Output in the U.S., the world’s largest exporter, may fall to 14 million bales this year from 17 million last season as farmers turn to more profitable crops including corn and soybeans, Rabobank International said today. A smaller crop in China, the largest user, means domestic supply will lag behind demand, the bank said. Prices are up 10 percent in January, headed for the biggest monthly gain since February 2011.
“The possibility of lower acres and lower production in the U.S. is bringing in speculative money,” Sid Love, president of Joe Kropf and Sid Love Consulting Services, said in a telephone interview from Overland Park, Kansas.
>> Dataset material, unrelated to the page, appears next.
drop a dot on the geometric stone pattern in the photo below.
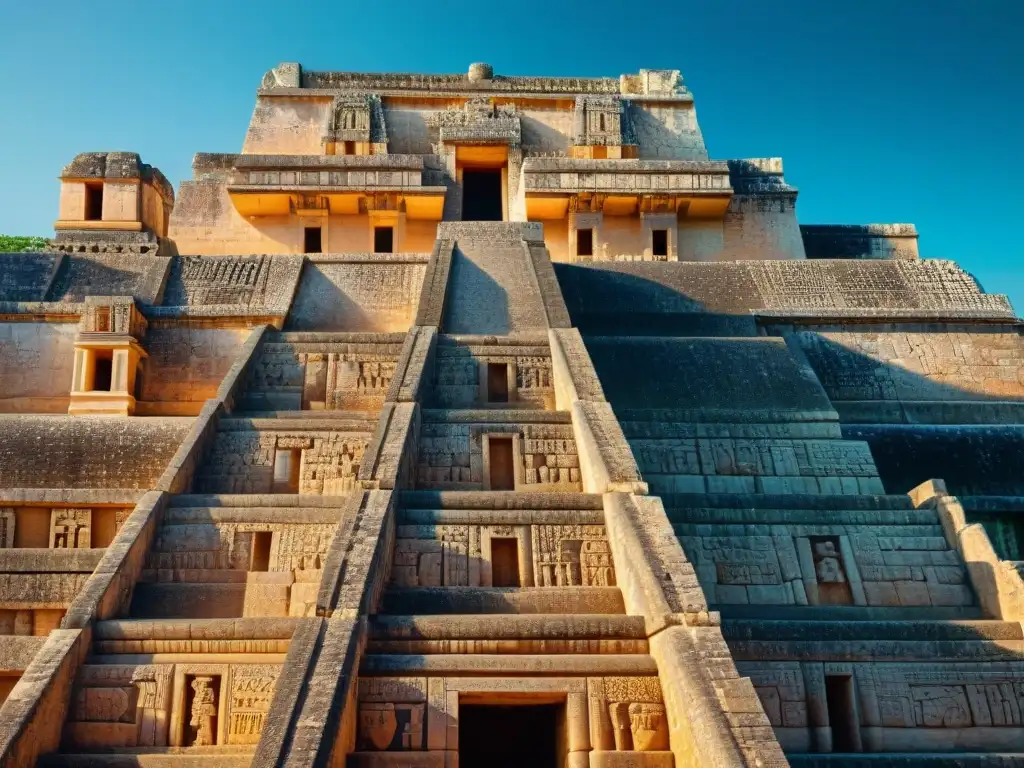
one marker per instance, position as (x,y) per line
(482,418)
Cotton for March delivery rose 3 percent to settle at 82.89 cents a pound at 2:30 p.m. on ICE Futures in New York, the biggest gain since Oct. 17. Earlier, the fiber touched 84 cents, the highest for a most-active contract since May 10. Prices rallied 6.6 percent in the six previous session.
On Jan. 15, money managers and speculators held long positions, or bets on higher prices, that exceeded shorts by 24,944 futures and options, up 8.8 percent from a week earlier, government data show. Speculators were net-short on cotton as recently as Nov. 27.
India, the world’s second-biggest producer, will see output drop 5.4 percent in the year that began Oct. 1, according to the country’s textile minister.
The forecast is “decidedly bullish” for prices, Gary Raines, vice president of economics and analysis at Nashville, Tennessee-based broker FCStone LLC, said in an e-mail.
Export sales jumped 73 percent in the week ending Jan. 10, with purchases led by China, U.S. Department of Agriculture data show. The agency will update weekly figures tomorrow.
“We anticipate the cotton market will be supported by Chinese imports and that reserve selling will not be a negative factor for prices,” Rabobank said in a report today.
A bale of cotton weighs 480 pounds, or 218 kilograms.
Raw-sugar futures for March delivery slid less than 0.1 percent to 18.49 cents a pound on ICE, the seventh decline in eight sessions.
Cocoa futures for March delivery fell 0.9 percent to $2,195 a metric ton in New York, after sinking to $2,178, the lowest for a most-active contract since July 18.
Orange-juice futures for March delivery dropped 2.1 percent to $1.132 a pound on ICE, the first loss since Jan. 15.